Law enforcement had essentially created a "data dump" of browsing artifacts and provided that to prosecutors with no contextualization of the data, leading an untrained prosecutor to the conclusion that the defendant was involved in criminal activity.

The criminal defense team hired a forensic analyst who examined the computer and found some Internet activity that matched the law enforcement report, but did not see any other artifacts that would normally be found such as search terms, downloads, visited pages, typed URLs, and others to support the prosecutor’s theory.

This case highlights a challenge with forensic analysts performing what is often called “triage forensics”, which essentially means that a cursory exam is done on the digital device with the intent to locate enough evidence to support the allegation(s). Sometimes a full forensic analysis (sometimes referred to as “trial forensics”) isn’t completed until a defendant disputes the allegations and by then, the wheels of the justice system are already well in motion against a defendant and often times at immense reputational and financial expense.
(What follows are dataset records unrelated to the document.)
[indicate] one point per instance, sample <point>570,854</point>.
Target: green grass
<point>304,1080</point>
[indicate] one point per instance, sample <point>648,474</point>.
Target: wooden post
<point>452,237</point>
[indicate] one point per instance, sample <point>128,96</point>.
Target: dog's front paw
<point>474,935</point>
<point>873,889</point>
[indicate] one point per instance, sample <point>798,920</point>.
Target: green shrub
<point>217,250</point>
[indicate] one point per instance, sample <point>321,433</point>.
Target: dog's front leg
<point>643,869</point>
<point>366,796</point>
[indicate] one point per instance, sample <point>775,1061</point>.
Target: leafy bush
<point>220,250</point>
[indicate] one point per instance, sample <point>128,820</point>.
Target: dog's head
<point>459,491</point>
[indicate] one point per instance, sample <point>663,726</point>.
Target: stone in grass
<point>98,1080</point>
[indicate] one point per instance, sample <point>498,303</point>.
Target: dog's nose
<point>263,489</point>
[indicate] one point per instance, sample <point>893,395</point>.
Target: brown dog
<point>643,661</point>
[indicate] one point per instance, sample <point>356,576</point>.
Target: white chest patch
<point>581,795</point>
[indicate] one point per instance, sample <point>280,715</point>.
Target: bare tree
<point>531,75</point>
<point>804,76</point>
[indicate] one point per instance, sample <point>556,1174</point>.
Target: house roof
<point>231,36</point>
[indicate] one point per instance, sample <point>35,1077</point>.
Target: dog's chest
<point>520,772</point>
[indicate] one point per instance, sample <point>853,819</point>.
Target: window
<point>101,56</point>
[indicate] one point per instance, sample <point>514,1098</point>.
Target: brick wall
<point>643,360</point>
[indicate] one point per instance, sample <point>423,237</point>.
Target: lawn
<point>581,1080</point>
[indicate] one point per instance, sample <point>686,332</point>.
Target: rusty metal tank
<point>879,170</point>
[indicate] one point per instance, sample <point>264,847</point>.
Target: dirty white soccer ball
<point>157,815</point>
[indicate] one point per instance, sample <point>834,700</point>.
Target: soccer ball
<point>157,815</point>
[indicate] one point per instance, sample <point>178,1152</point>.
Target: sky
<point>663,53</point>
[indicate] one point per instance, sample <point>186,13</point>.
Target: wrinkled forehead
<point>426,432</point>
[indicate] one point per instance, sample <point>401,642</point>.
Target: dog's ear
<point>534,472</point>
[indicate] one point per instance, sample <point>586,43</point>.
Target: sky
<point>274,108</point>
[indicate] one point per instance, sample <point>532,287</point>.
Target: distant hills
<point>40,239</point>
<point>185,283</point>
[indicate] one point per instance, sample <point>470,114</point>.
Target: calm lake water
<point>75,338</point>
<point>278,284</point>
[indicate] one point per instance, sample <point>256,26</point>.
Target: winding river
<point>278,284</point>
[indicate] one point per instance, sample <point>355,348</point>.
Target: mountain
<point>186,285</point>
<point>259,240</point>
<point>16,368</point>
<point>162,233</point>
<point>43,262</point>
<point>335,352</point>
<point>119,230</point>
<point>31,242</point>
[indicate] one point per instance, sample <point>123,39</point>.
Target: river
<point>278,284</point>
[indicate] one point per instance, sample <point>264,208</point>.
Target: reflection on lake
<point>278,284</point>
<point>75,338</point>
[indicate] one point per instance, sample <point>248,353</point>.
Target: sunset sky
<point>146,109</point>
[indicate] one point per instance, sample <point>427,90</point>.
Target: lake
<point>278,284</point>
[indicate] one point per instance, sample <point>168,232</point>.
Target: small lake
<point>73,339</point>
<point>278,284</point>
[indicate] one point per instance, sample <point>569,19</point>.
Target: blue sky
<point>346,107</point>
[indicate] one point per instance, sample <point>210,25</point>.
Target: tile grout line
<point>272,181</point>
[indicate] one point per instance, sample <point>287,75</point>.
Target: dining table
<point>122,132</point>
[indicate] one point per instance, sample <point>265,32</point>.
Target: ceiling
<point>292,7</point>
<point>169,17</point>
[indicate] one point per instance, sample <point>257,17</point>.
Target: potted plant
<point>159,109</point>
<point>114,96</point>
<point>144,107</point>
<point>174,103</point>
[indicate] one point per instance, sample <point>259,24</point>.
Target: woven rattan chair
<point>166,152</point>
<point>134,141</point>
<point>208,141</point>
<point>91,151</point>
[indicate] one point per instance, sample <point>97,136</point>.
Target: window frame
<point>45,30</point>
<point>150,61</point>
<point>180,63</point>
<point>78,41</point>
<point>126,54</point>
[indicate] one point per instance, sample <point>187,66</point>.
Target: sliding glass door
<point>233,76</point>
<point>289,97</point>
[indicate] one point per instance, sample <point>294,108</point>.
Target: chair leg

There are undoubtedly issues with what has been described so far, but for this post I’m going to focus on the digital evidence. I should also say that while I’ve highlights some shortcomings of a law enforcement process, our intent is not to insinuate that this represents all law enforcement analysts because we know many who are exceptional. This case scenario is an actual situation that Natsar provided some assistance with.

There was no question that the forensic artifacts identified by law enforcement existed, but the problem was the lack of context or true analysis to explain why the artifacts existed. After some testing and further evaluation, the cause of these artifacts were determined to be from DNS prefetching and preloading.

To demonstrate how this technology works, we’ve created some videos and screenshots. Google Chrome was used as the browser for this example, however all browsers tested work the same for this particular artifact.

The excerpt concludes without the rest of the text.